Uptake of dehydroepiandrosterone-3-sulfate by isolated trophoblasts from human term placenta, JEG-3, BeWo, Jar, BHK cells, and BHK cells transfected with human sterylsulfatase-cDNA

• Published in: The Journal of steroid biochemistry and molecular biology Vol. 71; no. 5; pp. 203 - 211
• Main Authors: Ugele, Bernhard, Simon, Sabine
• Format: Journal Article
• Language: English
• Published: Oxford Elsevier Ltd 31.12.1999; Elsevier Science
• Subjects: Arylsulfatases - genetics; Arylsulfatases - metabolism; Biological and medical sciences; Biological Transport; Cell Line; Dehydroepiandrosterone Sulfate - metabolism; DNA, Complementary - genetics; Embryology: invertebrates and vertebrates. Teratology; Female; Fetal membranes; Fundamental and applied biological sciences. Psychology; General aspects. Development. Fetal membranes; Humans; Kinetics; Placenta - metabolism; Steryl-Sulfatase; Taurocholic Acid - metabolism; Transfection; Trophoblasts - metabolism; Tumor Cells, Cultured; taurocholate, N-(2-sulfoethyl)-5β-cholan-3α,7α, 12α-triol-24-amide; steryl-sulfate sulfohydrolase (EC 3.1.6.2); DHEA-S, dehydroepiandrosterone-3-sulfate; STS, sterylsulfatase; 3β-sulfoxy-androst-5-ene-17-one; Human; Trophoblaste; Fetal membrane; Enzyme; Esterases; In vitro; Uptake; Dehydroepiandrosterone sulfate; Cell line; Placenta; Metabolic precursor; Steryl-sulfatase; Hydrolases; Sulfuric ester hydrolases
• ISSN: 0960-0760; 1879-1220
• DOI: 10.1016/S0960-0760(99)00138-7

The human placenta lacks the enzyme 17α-hydroxylase/17-20-lyase, and is thus unable to convert cholesterol into estrogens. Therefore estrogen synthesis of trophoblast cells depends on the supply of precursors such as dehydroepiandrosterone-3-sulfate (DHEA-S) and 16α-hydroxy-dehydroepiandrosterone-3-sulfate by maternal and fetal blood. To investigate the cellular internalisation of these anionic hydrophilic precursors, the uptake of [ 3H]-/[ 35S]-DHEA-S and [ 3H]-taurocholate by isolated cytotrophoblasts, cells of choriocarcinoma cell lines (JEG-3, BeWo, Jar), BHK and BHK cells transfected with human sterylsulfatase-cDNA (BHK-STS cells) was studied. Furthermore, the activity of sterylsulfatase of these cells in suspension and in corresponding cell homogenate was measured.
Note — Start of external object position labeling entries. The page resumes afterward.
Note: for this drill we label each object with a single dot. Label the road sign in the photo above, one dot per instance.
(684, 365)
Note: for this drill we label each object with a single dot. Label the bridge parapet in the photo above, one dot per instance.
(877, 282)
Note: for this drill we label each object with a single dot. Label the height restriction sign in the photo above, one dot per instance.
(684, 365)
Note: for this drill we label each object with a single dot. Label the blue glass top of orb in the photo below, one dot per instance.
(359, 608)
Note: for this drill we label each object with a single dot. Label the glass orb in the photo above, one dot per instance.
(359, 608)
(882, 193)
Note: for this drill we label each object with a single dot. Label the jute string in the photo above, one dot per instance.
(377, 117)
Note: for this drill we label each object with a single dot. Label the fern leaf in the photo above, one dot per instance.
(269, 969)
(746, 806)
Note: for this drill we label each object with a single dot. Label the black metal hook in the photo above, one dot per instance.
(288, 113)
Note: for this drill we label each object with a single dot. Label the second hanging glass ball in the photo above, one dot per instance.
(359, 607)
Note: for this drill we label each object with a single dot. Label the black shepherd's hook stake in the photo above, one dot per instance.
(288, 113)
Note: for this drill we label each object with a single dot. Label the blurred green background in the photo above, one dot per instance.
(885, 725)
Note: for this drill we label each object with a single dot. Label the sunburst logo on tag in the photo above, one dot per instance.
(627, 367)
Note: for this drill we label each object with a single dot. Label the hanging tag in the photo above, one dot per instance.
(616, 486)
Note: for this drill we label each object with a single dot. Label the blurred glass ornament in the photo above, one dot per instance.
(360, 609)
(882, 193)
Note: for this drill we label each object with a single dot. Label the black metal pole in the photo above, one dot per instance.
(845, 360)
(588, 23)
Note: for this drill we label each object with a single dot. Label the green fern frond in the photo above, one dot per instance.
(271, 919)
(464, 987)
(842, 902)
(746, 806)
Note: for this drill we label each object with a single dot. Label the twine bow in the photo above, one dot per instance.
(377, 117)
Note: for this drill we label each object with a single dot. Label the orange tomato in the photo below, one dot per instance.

During the first 5 min of incubation with [ 3H]-DHEA-S or [ 35S]-DHEA-S, radioactivity of cytotrophoblasts increased significantly, while radioactivity of JEG-3, Jar, BHK and BHK-STS cells did not increase. Radioactivity of BeWo cells increased slightly. For all cell types, there was no significant difference for uptake of either substrate. During incubation with [ 3H]-taurocholate, radioactivity of cytotrophoblasts did not increase. Sterylsulfatase activity of cytotrophoblast homogenate was significantly lower than that of cytotrophoblast suspension. Sterylsulfatase activity of BHK-STS, JEG-3 or BeWo cell homogenate was significantly higher than that of the corresponding cell suspension. In BHK and Jar cells sterylsulfatase activity was not detectable. Cytotrophoblasts take up DHEA-S without prior hydrolysis. BHK, BHK-STS, JEG-3, and Jar cells do not take up and BeWo cells slowly take up DHEA-S. In cytotrophoblasts extracellular DHEA-S rapidly gains access to intracellular sterylsulfatase, while in choriocarcinoma and BHK-STS cells access of DHEA-S to sterylsulfatase is limited. Our results indicate, that uptake by cytotrophoblasts is mediated by a carrier which is not expressed in choriocarcinoma or BHK cells and which is different from the known taurocholate-transporting organic anion transporting polypetides.